SUBHOLDING PLN di bidang penyediaan dan logistik energi primer, PT PLN Energi Primer Indonesia (EPI), menganggarkan Rp190 triliun di tahun ini untuk transaksi pengadaan dan suplai batu bara, pengembangan bisnis gas, bahan bakar minyak (BBM), hingga penerapan biomassa atau substitusi dari batu bara yang digunakan di pembangkit listrik tenaga uap (PLTU). PLN EPI fokus mengamankan stok batu bara agar tidak terjadi krisis seperti yang terjadi di akhir 2021. Kondisi stok batu bara saat ini berada di level aman dengan rentan 22 sampai 26 hari operasi (HOP).

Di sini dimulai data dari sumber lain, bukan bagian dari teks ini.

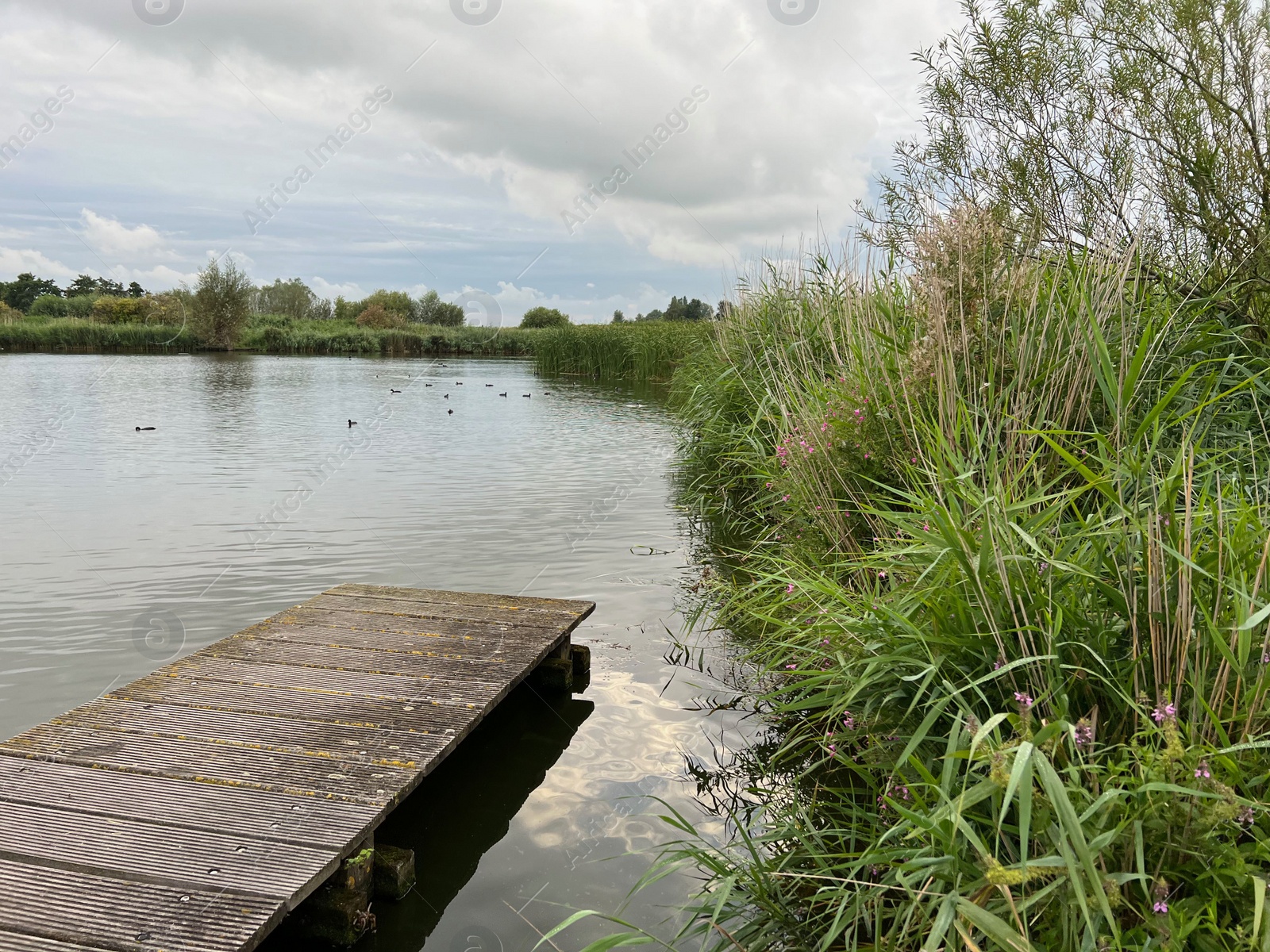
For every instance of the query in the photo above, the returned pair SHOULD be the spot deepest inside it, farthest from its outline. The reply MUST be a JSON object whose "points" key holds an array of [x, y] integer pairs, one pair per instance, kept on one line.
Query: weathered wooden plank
{"points": [[410, 625], [197, 806], [13, 942], [371, 662], [329, 681], [321, 739], [149, 852], [122, 914], [408, 636], [192, 808], [211, 763], [421, 716]]}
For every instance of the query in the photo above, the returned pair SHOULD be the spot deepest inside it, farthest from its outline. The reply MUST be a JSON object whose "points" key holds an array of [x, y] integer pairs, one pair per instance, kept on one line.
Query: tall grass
{"points": [[645, 351], [71, 334], [1003, 609], [286, 336]]}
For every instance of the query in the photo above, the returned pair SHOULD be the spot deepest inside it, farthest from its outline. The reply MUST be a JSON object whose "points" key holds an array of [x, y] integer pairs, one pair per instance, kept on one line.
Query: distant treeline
{"points": [[111, 302]]}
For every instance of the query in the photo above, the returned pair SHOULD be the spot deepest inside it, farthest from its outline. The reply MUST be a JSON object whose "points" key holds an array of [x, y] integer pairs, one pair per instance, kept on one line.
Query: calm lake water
{"points": [[124, 549]]}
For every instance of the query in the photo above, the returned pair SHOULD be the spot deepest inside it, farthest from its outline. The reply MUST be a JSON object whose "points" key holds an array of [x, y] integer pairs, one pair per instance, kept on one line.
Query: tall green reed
{"points": [[647, 351], [1003, 607]]}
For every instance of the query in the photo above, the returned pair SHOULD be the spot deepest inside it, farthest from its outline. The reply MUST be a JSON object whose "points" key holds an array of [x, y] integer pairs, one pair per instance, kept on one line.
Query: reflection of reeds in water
{"points": [[1001, 605]]}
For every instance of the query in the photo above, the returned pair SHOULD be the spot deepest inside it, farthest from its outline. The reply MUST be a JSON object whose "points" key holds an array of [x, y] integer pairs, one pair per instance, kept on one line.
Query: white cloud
{"points": [[114, 239], [484, 143], [324, 289], [14, 262]]}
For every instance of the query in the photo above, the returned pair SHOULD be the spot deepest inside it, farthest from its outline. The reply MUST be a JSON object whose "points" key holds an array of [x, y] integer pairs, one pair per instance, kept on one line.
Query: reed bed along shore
{"points": [[992, 541], [647, 352]]}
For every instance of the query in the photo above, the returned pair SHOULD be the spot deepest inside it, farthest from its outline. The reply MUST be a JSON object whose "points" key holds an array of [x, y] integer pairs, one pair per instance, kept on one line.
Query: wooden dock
{"points": [[194, 808]]}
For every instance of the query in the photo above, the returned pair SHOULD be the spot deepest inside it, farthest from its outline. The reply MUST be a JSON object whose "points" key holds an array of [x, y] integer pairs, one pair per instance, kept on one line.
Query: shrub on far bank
{"points": [[221, 304], [380, 317], [397, 302], [545, 317], [433, 310]]}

"Di 2023, EPI menganggarkan transaksi Rp190 triliun untuk satu tahun. Skala transaksi ini menjadikan PLN EPI sebagai penyedia energi primer untuk pembangkit terbesar di Asia Tenggara," klaim Direktur Utama PT PLN Energi Primer Indonesia Iwan Agung Firstantara saat Press Briefing PLN EPI, di Jakarta, Selasa (28/2).

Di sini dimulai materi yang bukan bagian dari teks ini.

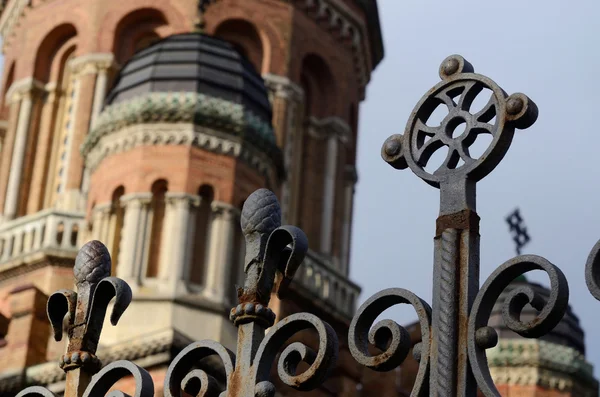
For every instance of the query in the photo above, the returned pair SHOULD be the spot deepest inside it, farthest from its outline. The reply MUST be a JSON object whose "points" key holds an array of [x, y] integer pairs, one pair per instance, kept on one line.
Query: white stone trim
{"points": [[93, 63], [220, 257], [283, 87], [344, 19], [186, 134], [18, 158], [10, 15]]}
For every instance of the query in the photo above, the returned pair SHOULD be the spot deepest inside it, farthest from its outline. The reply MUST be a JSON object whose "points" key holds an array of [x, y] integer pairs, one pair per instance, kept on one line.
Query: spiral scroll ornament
{"points": [[482, 337], [321, 362], [389, 337], [102, 384], [184, 376]]}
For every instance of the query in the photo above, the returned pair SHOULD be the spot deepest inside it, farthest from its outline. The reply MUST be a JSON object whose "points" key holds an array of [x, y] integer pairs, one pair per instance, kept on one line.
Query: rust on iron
{"points": [[463, 220]]}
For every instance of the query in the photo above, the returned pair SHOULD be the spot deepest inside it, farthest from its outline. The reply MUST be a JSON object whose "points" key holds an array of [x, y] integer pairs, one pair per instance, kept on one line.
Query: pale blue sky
{"points": [[546, 49]]}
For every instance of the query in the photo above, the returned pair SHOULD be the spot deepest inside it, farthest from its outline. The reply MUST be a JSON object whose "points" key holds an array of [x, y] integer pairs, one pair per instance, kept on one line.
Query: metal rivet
{"points": [[486, 337]]}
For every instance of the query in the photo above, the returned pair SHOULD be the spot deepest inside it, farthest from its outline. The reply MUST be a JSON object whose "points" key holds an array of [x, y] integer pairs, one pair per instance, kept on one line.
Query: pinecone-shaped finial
{"points": [[92, 263]]}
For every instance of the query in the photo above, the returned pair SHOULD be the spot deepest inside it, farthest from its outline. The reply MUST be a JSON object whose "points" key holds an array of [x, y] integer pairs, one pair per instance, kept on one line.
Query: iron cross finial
{"points": [[270, 247], [85, 309]]}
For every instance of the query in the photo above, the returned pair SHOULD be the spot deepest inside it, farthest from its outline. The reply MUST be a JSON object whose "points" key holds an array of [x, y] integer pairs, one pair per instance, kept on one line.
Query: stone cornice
{"points": [[188, 107], [328, 126], [93, 63], [184, 134], [156, 345], [24, 87], [350, 27], [11, 13], [283, 87]]}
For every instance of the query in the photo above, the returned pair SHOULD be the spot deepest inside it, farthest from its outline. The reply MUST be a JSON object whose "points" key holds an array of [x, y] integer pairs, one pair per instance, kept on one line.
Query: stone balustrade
{"points": [[319, 277], [46, 230]]}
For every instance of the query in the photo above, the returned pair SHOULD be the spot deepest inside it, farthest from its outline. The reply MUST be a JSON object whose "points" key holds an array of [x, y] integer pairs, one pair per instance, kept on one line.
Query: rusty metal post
{"points": [[85, 311], [456, 258]]}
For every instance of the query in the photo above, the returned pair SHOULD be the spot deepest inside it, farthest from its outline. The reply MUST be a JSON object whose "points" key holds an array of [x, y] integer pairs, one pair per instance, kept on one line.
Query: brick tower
{"points": [[122, 123]]}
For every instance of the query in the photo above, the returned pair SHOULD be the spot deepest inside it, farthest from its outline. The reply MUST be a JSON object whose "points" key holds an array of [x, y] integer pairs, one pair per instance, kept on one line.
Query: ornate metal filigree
{"points": [[452, 354], [454, 332]]}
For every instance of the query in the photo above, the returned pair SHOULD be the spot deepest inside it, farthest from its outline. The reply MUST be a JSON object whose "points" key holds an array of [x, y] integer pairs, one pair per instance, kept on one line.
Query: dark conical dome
{"points": [[193, 62], [195, 79], [567, 333]]}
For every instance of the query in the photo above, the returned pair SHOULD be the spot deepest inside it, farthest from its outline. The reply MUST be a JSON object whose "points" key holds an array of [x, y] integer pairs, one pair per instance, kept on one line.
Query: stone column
{"points": [[177, 246], [286, 98], [105, 65], [8, 143], [329, 194], [133, 236], [24, 90], [43, 150], [221, 251], [334, 130], [350, 179], [104, 230]]}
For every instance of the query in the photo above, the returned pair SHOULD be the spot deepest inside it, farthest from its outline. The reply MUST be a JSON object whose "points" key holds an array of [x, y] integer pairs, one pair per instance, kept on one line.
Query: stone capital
{"points": [[329, 127], [27, 87], [103, 208], [93, 63], [136, 199], [283, 87]]}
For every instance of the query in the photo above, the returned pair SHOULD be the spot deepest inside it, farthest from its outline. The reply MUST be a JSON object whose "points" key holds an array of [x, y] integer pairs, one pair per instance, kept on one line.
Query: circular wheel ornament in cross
{"points": [[457, 91]]}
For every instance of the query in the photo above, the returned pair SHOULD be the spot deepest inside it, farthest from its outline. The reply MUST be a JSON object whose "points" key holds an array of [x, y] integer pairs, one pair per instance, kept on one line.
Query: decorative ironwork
{"points": [[454, 360], [273, 254], [454, 332], [519, 231]]}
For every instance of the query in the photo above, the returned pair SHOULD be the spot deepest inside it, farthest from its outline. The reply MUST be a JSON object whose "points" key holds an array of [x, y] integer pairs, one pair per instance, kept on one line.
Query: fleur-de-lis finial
{"points": [[85, 309], [270, 247]]}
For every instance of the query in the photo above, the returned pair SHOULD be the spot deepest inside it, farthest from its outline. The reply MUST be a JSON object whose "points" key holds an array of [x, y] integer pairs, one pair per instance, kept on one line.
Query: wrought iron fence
{"points": [[455, 332]]}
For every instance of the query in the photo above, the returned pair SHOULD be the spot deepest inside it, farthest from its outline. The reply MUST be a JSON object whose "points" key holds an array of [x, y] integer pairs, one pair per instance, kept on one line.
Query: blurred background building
{"points": [[127, 122]]}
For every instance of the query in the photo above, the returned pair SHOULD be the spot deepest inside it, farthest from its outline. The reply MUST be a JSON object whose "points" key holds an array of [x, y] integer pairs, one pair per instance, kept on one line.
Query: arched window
{"points": [[317, 79], [201, 236], [157, 206], [47, 173], [136, 31], [246, 40], [117, 214]]}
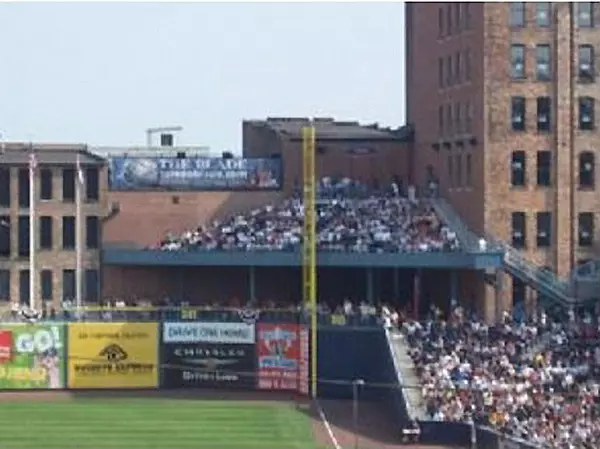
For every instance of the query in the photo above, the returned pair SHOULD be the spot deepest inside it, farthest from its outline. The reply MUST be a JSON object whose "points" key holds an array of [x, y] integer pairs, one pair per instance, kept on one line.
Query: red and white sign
{"points": [[6, 345], [279, 354]]}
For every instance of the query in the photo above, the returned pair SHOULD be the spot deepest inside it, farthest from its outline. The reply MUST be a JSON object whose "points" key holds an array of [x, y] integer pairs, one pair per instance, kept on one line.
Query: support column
{"points": [[417, 293], [396, 281], [369, 281], [251, 284]]}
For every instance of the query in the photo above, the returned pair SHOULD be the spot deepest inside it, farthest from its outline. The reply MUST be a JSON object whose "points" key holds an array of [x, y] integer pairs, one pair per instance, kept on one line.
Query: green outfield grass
{"points": [[154, 424]]}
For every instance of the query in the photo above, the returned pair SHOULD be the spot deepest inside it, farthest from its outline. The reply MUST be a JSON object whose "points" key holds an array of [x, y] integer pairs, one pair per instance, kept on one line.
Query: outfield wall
{"points": [[186, 354]]}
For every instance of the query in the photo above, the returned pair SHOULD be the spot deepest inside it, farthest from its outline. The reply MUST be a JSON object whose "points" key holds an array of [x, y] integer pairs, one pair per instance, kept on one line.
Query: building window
{"points": [[24, 287], [458, 118], [45, 184], [585, 14], [517, 14], [23, 187], [518, 113], [544, 166], [458, 16], [69, 285], [519, 230], [544, 113], [459, 182], [92, 184], [46, 233], [92, 286], [23, 243], [543, 62], [468, 171], [68, 185], [518, 170], [517, 61], [46, 285], [4, 187], [69, 232], [587, 69], [468, 117], [4, 285], [467, 10], [586, 229], [586, 113], [468, 65], [587, 170], [544, 229], [543, 14], [92, 238], [5, 236]]}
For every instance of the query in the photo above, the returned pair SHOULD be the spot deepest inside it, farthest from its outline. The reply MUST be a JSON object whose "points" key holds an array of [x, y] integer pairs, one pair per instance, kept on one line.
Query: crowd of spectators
{"points": [[350, 217], [536, 380]]}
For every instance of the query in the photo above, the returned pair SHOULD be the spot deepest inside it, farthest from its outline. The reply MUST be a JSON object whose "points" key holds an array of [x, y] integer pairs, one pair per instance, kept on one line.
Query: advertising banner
{"points": [[279, 356], [32, 356], [210, 355], [194, 173], [113, 355]]}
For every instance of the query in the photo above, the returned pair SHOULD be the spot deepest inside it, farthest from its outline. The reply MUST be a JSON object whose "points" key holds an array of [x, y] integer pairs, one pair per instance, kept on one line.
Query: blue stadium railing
{"points": [[202, 314]]}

Ia berujar dibutuhkan 161,1 juta ton stok batu bara pada tahun ini untuk kebutuhan PLTU. Stok ini untuk kebutuhan PLTU milik PLN Group sebesar 82,9 juta ton dan 78,2 juta ton untuk PLTU miliki pembangkit listrik swasta (independent power producer/IPP).
PLN EPI bakal menyuplai pasokan energi primer ke subholding perusahaan setrum negara lain dengan kapasitas pembangkit listrik sebesar 21 gigawatt (GW) untuk PLN Nusantara Power atau Generation Company 1 (Genco 1) dan 23 GW ke PLN Indonesia Power (Genco 2). Modal dari penganggaran transaksi Rp190 triliun itu salah satunya berasal dari pembayaran komponen PLN Group, seperti Genco dan tagihan lain.
"Jadi skala transaksi itu ada turnover (perputaran) dari mulai perencanaan, pengadaan stok, kemudian invoice penagihan yang molekulnya dari Genco," terangnya. Selain batu bara, PLN EPI melakukan pengadaan gas dan BBM lewat anak usahanya yakni PT Pelayaran Bahtera Adi Guna yang bertugas mengangkut komoditas dengan kapal dan PT PLN Gas dan Geothermal yang berfokus mengeksploitasi sumber daya gas dan panas bumi menjadi energi listrik.
Biomassa
Dalam kesempatan yang sama, Direktur Biomassa PLN EPI Antonius Aris Sudjatmiko menyampaikan pihaknya membutuhkan biomassa sebesar 1,05 juta ton di 2023 untuk pengganti batu bara (co-firing) di PLTU dan diperkirakan meningkat hingga 10 juta ton di 2025. Penyediaan biomassa ini berasal dari serbuk gergaji, sekam padi, serpihan kayu, cangkang sawit, limbah pertanian, dan lainnya.
"Hingga 2025, penerapan biomassa akan dilakukan di 52 PLTU. Di 2022 baru 34 PLTU. Ini bertahap akan naik," jelasnya.
PLN EPI, diakui Antonius, memberdayakan masyarakat sekitar kawasan PLTU untuk menggunakan sumber biomassa. Peran warga tersebut dianggap penting untuk turut andil dalam transisi energi menuju net zero emissions (NZE).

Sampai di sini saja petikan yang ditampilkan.